Re: [PATCH 03/14] dm-multisnap-mikulas-headers

All of lore.kernel.org
 help / color / mirror / Atom feed

From: Mike Snitzer <snitzer@redhat.com>
To: Mikulas Patocka <mpatocka@redhat.com>
Cc: dm-devel@redhat.com
Subject: Re: [PATCH 03/14] dm-multisnap-mikulas-headers
Date: Mon, 8 Mar 2010 22:30:45 -0500	[thread overview]
Message-ID: <20100309033045.GB9531@redhat.com> (raw)
In-Reply-To: <Pine.LNX.4.64.1003082145210.20675@hs20-bc2-1.build.redhat.com>

On Mon, Mar 08 2010 at 10:08pm -0500,
Mikulas Patocka <mpatocka@redhat.com> wrote:

> > > + * The minimum block size is 512, the maximum block size is not specified (it is
> > > + * limited by 32-bit integer size and available memory). All on-disk pointers
> > > + * are in the units of blocks. The pointers are 48-bit, making this format
> > > + * capable of handling 2^48 blocks.
> > 
> > Shouldn't we require the chunk size be at least as big as
> > (and a multiple of) physical_block_size?  E.g. 4096 on a 4K sector
> > device.
> > 
> > This question applies to non-shared snapshots too.
> 
> If the device has a larger physical block size, it will reject smaller 
> chunks. The same for non-shared snapshots.

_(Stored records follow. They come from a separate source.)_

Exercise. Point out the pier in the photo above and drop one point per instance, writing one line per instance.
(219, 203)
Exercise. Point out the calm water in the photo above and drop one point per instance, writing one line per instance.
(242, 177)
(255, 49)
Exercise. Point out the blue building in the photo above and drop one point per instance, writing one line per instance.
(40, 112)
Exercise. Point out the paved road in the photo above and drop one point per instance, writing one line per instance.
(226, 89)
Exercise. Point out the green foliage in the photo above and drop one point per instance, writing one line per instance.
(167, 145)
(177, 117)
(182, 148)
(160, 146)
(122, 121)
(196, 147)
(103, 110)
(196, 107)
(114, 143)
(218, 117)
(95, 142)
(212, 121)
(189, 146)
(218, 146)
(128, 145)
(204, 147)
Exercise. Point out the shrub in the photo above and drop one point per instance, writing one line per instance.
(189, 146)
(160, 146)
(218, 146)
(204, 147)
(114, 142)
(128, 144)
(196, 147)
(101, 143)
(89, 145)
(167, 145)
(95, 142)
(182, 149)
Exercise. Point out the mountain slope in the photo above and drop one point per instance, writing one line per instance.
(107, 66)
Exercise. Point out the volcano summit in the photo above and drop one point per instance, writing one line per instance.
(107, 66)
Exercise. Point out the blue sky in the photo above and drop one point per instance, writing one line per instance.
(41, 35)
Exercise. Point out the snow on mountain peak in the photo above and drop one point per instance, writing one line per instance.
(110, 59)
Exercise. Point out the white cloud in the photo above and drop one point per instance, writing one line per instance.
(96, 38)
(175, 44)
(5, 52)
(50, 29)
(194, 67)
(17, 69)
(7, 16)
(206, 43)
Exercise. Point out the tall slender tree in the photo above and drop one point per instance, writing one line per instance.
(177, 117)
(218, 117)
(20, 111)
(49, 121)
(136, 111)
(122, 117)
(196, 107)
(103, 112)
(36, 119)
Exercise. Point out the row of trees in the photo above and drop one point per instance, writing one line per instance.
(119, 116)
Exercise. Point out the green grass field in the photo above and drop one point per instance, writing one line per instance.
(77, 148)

Correct, but we don't prevent the user from trying to use less than
physical_block_size.  So I think we agree we should.  Hasn't been a
concern but native 4K devices change that.

> > > + * Note: because the disks only support atomic writes of 512 bytes, the commit
> > > + * block has only 512 bytes of valid data. The remaining data in the commit
> > > + * block up to the chunk size is unused.
> > 
> > Are there other places where you assume 512b is beneficial?  My concern
> > is: what will happen on 4K devices?
> 
> With 4K chunk size, it writes 4K, but assumes that only 512b write is 
> atomic. So, if the disk supports atomic write of 4K, it doesn't hurt.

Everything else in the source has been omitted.